Sir Hans Leo Kornberg
Category: All Harkness Stories / Science, Technology, Engineering & Maths / Up to 1959 /
Sir Hans Leo Kornberg (CFF 1953-55) FRS arrived in Britain in 1939, aged 11, a refugee from Nazi Germany. After completing a PhD (Biochemistry) at the University of Sheffield, his Commonwealth Fund Fellowship took him to Yale and the Public Health Research Institute, NY, studying enzymology. At Sheffield, Kornberg made his first of many discoveries; using radioactive carbon isotopes he discovered the breakdown of urea in the gut was by bacterial action. He funded himself as a lab tech and cook, the latter relevant to the fellowship requirement to write on some aspect of American life during 3 month’s travel. Kornberg chose American regional cooking, and ate his way across 30 states, recalling “It was one of the most enjoyable periods of my life”. He returned to Oxford to work with his mentor, who had spotted talent in the 17 yr old lab technician, Nobel prize winner Sir Hans Krebs.

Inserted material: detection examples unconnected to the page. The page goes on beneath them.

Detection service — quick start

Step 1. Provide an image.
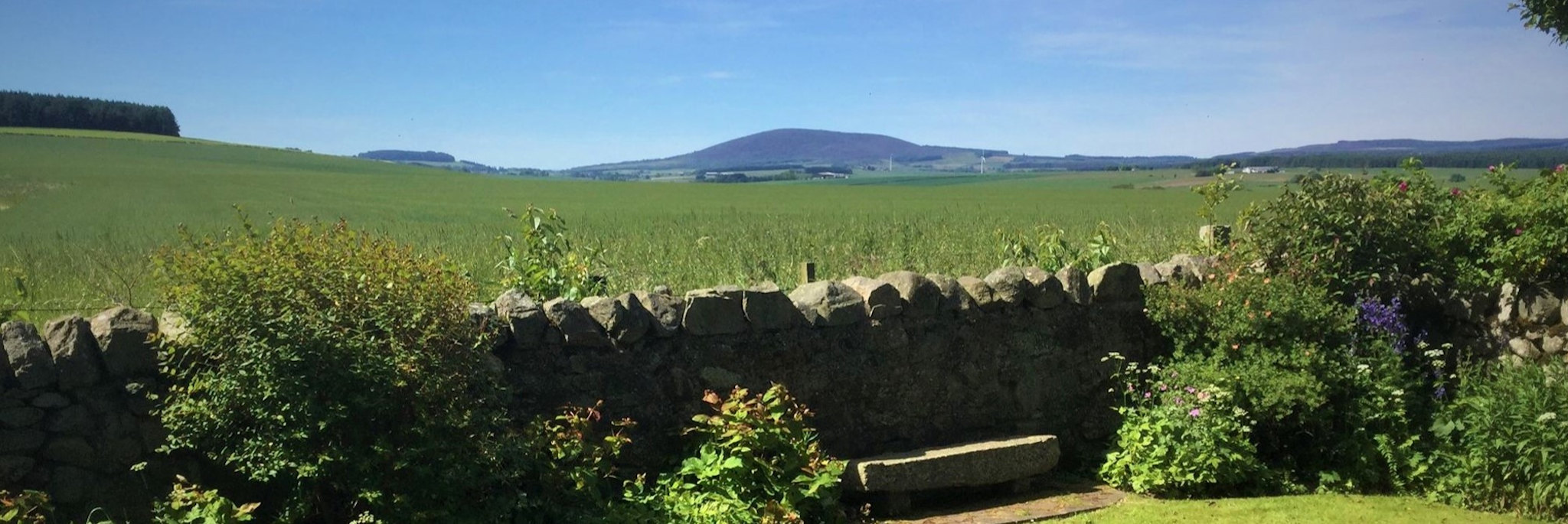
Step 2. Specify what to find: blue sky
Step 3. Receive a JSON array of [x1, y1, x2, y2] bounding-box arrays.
[[0, 0, 1568, 168]]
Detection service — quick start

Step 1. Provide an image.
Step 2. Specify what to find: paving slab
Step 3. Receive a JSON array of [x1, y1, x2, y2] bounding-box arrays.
[[864, 479, 1128, 524]]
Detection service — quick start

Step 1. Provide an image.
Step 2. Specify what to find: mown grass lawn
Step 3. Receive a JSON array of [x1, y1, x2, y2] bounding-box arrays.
[[1055, 494, 1540, 524]]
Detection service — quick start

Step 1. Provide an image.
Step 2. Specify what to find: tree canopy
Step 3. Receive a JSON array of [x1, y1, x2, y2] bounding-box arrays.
[[0, 91, 181, 136], [1508, 0, 1568, 45]]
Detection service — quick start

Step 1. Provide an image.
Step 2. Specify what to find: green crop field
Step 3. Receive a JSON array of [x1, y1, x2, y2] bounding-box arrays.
[[0, 129, 1254, 311]]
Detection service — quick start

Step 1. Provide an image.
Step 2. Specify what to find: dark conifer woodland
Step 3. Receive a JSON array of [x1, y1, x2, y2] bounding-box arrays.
[[0, 91, 181, 136]]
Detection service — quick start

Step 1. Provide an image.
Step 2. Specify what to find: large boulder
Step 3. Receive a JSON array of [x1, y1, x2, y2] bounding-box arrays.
[[877, 272, 942, 317], [582, 294, 654, 347], [44, 315, 103, 391], [740, 282, 805, 331], [0, 320, 58, 389], [1541, 334, 1568, 355], [958, 276, 1007, 311], [1088, 262, 1143, 304], [789, 281, 869, 327], [1155, 252, 1214, 282], [925, 273, 977, 311], [1498, 284, 1563, 325], [1057, 265, 1095, 304], [681, 285, 746, 336], [985, 267, 1034, 306], [491, 288, 550, 348], [1508, 337, 1541, 363], [544, 298, 610, 347], [91, 306, 158, 378], [1024, 267, 1068, 309], [632, 288, 685, 337], [842, 276, 903, 320]]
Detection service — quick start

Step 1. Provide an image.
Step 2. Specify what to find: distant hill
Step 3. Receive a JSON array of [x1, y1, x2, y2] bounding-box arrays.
[[354, 149, 458, 163], [573, 129, 1007, 171], [570, 129, 1568, 177]]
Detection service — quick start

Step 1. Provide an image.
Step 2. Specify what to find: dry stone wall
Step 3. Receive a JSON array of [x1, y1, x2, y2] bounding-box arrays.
[[0, 308, 178, 518], [0, 255, 1206, 521], [482, 255, 1207, 466]]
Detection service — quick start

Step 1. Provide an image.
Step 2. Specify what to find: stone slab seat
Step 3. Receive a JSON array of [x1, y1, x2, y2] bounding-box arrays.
[[844, 434, 1061, 513]]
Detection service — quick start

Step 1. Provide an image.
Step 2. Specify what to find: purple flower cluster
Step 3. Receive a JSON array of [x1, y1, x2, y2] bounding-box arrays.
[[1357, 297, 1410, 353]]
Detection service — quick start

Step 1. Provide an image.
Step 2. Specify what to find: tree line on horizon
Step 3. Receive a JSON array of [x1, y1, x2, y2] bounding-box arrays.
[[0, 91, 181, 136]]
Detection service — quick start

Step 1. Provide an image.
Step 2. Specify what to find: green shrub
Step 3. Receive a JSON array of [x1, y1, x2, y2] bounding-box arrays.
[[995, 223, 1121, 272], [1432, 364, 1568, 519], [0, 490, 55, 524], [1452, 166, 1568, 285], [1132, 270, 1446, 491], [498, 204, 607, 300], [1250, 158, 1463, 303], [1099, 357, 1267, 497], [157, 221, 511, 522], [152, 479, 257, 524], [633, 384, 844, 524], [507, 403, 646, 522]]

As Professor of Biochemistry at Leicester and then Cambridge, he contributed considerably to the rapid development of the science of biochemistry, elected the first president of the Biochemical Society in 1990. He chaired the Royal Commission on Environmental Pollution; the Advisory Committee on Genetic Modification; the Science Board of the Science Research council and was Governor of the Welcome Trust. As president of the British Academy of Science he campaigned to reverse the government’s cuts to scientific research. On retiring from Cambridge, 1995, he moved to the University of Boston, USA. Elected FRS in 1965, Kornberg was knighted in 1978.